The Total Consideration and Accrued Interest for Securities validly tendered before the Expiration Deadline, and accepted for purchase, will be paid to Holders on the Settlement Date. The Settlement Date is expected to be December 18, 2015.

Concurrent Non-U.S. Tender Offers

On December 4, 2015 the Offeror also invited holders of: (1) certain pound sterling, euro and Italian lira denominated debt securities who are outside the United States to tender those securities for purchase by the Offeror (the “European Offer”); and (2) certain Swiss franc denominated debt securities who are outside the United States to tender those securities for purchase by the Offeror (the “Swiss Offer”). This announcement does not relate to the European Offer or the Swiss Offer.

Further information

Lucid Issuer Services Limited acted as tender agent (the “Tender Agent”) for the purposes of the Offers.

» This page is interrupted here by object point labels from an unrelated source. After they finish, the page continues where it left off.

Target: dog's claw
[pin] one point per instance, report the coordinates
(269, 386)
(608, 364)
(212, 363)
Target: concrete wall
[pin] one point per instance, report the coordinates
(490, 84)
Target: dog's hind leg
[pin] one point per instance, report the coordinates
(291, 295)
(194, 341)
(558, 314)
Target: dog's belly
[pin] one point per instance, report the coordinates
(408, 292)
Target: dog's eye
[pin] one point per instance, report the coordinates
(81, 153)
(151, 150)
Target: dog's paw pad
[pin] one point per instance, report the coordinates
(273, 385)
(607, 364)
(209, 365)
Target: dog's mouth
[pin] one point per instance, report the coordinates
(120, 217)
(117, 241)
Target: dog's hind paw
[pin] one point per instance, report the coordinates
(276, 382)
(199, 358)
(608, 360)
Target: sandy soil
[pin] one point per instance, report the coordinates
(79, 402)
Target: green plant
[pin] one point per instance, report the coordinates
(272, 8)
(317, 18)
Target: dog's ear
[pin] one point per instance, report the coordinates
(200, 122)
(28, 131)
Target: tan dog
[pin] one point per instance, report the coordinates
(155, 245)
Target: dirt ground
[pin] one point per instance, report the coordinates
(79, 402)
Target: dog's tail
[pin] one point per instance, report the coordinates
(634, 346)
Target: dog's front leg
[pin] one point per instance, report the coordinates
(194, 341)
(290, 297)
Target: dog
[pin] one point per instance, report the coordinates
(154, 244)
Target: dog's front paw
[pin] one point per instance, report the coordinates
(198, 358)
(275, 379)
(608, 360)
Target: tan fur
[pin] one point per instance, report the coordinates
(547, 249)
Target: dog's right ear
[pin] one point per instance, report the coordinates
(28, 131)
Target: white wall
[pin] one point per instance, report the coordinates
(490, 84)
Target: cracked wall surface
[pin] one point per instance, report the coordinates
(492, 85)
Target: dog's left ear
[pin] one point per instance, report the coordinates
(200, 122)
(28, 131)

UBS Limited, an affiliate of the Offeror, acted as the Lead Dealer Manager (the “Lead Dealer Manager”) and Australia and New Zealand Banking Group Limited; BB&T Capital Markets, a division of BB&T Securities LLC; BMO Capital Markets Corp.; Daiwa Capital Markets Europe Limited; Danske Bank A/S; DZ BANK AG Deutsche Zentral-Genossenschaftsbank, Frankfurt am Main; National Australia Bank Limited; RBS Securities Inc.; and Santander Investment Securities Inc. acted as co-dealer managers (each, a “Co-Dealer Manager” and, together with the Lead Dealer Manager, the “Dealer Managers”) in connection with the Offers.

Requests for information in relation to the Offers should be directed to:

LEAD DEALER MANAGER

UBS Limited
1 Finsbury Avenue
London EC2M 2PP
United Kingdom

In the United States:
Toll Free: +1 888 719 4210
Collect: +1 203 719 4210
Email: andrew.cardamone@ubs.com/andrew-w.lee@ubs.com
Attention: Liability Management Group


Outside the United States:
Phone: +1 203 719 8682 / +44 20 7568 4601
Email: mark-t.watkins@ubs.com/torstein.berteig@ubs.com
Attention: Liability Management Group


TENDER AGENT

Lucid Issuer Services Limited
Tankerton Works
12 Argyle Walk
London WC1H 8HA
United Kingdom
Phone: +44 20 7704 0880
Email: ubs@lucid-is.com
Attention: Paul Kamminga/Thomas Choquet

Disclaimer

This announcement must be read in conjunction with the Tender Offer Memorandum. The distribution of this announcement and the Tender Offer Memorandum in certain jurisdictions may be restricted by law. Persons into whose possession this announcement or the Tender Offer Memorandum comes are required by each of the Offeror, the Dealer Managers and the Tender Agent to inform themselves about and to observe any such restrictions.